The information below is mainly intended at developers who want to modify the SuperIMAP codebase.
Run this once:
RAILS_ENV=test rake db:setup db:seed
Then run all tests:
rake test:all
The stress test exercises the multi-threaded aspects of SuperIMAP, as well as the error recovery code. To do this, we point the SuperIMAP IMAP client code against a local IMAP server and generate a bunch of fake emails for many users.
Additionally, the IMAP server generates 'chaotic' events; it will intentionally generate incorrect or gibberish responses. The SuperIMAP IMAP client code is expected to recover gracefully while using a minimal amount of system resources.
Run this once:
RAILS_ENV=stress rake db:setup db:seed
Then run the stress test:
script/stress-test
To contribute to this project, please fork and file a pull request. Small patches will be accepted more quickly than large patches.
The MIT License (MIT)
Copyright (c) 2015 Rusty Klophaus / FiveStreet.com
Permission is hereby granted, free of charge, to any person obtaining a copy of this software and associated documentation files (the "Software"), to deal in the Software without restriction, including without limitation the rights to use, copy, modify, merge, publish, distribute, sublicense, and/or sell copies of the Software, and to permit persons to whom the Software is furnished to do so, subject to the following conditions:
The above copyright notice and this permission notice shall be included in all copies or substantial portions of the Software.

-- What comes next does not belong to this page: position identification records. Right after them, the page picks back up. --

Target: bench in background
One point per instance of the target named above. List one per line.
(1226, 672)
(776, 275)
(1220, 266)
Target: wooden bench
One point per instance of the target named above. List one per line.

THE SOFTWARE IS PROVIDED "AS IS", WITHOUT WARRANTY OF ANY KIND, EXPRESS OR IMPLIED, INCLUDING BUT NOT LIMITED TO THE WARRANTIES OF MERCHANTABILITY, FITNESS FOR A PARTICULAR PURPOSE AND NONINFRINGEMENT. IN NO EVENT SHALL THE AUTHORS OR COPYRIGHT HOLDERS BE LIABLE FOR ANY CLAIM, DAMAGES OR OTHER LIABILITY, WHETHER IN AN ACTION OF CONTRACT, TORT OR OTHERWISE, ARISING FROM, OUT OF OR IN CONNECTION WITH THE SOFTWARE OR THE USE OR OTHER DEALINGS IN THE SOFTWARE.